How about a SubtractionSolid: a box cut in half by another box, resulting in two regions in space that are disconnected.

Or lastly, an IntersectionSolid: for example the intersection of the two ends of a horse shoe with a box.

Are these constructs valid? Is it possible to union disconnected parts with MultiUnion if it is not possible with plain Union solid? How about for subtractions? Thanks for your help!

From the documentation (
“a Boolean operation between two solids which are disjoint or far apart each other, is not a valid Boolean composition”
With MultiUnion you can have union of disconnected parts.

OK thank you, I had not found that part of the manual, that is quite clear and unambiguous.

So this is 100% explicit, a multi-union is not constrained in the way that the other three Boolean solids are?

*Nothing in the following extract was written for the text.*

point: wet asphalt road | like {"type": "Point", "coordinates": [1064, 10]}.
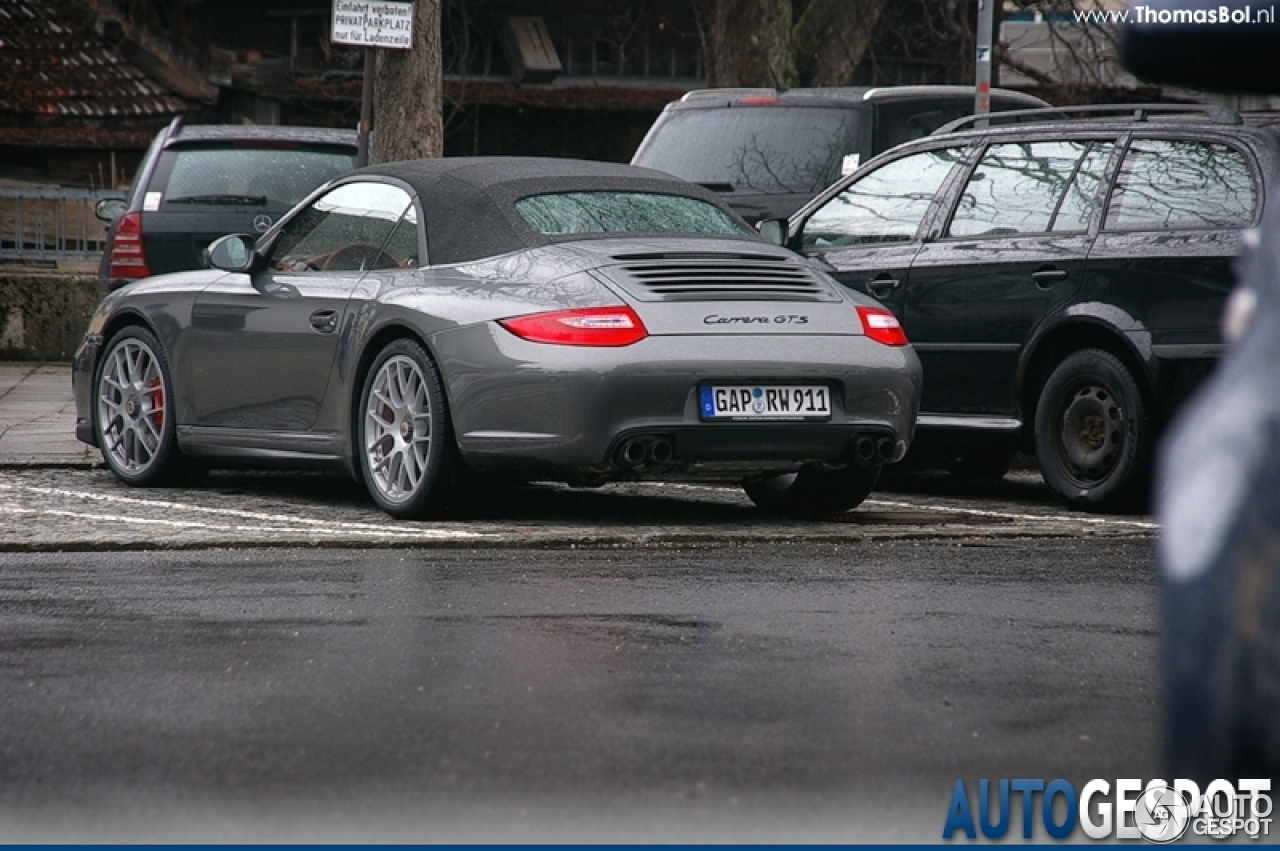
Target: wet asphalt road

I can have a MultiUnion of arbitrarily many disconnected parts? Thank you again, I greatly appreciate your expertise.


I’d also like to clarify.

To confirm: It is ok to have a multunion of disjoint solids. e.g. multiunion of 5 solids resulting in say 2 contiguous solids.

Is it ok to then do a Boolean operation with this disjoint multiunion? e.g. intersection with solid described with a box - results in 2 disjoint contiguous solids.

Many thanks,

A MultiUnion is by definition a composite structure that does not necessarily translate to a contiguous solid. A such, it is recommended to define it as a final composition, rather using it as a component in a further Boolean operation… Still, it is possible to use it, for instance in a Boolean intersection/subtraction, provided you make really sure there’re no [part of] coincident surfaces involved in the operation, as that can lead to undefined behaviour.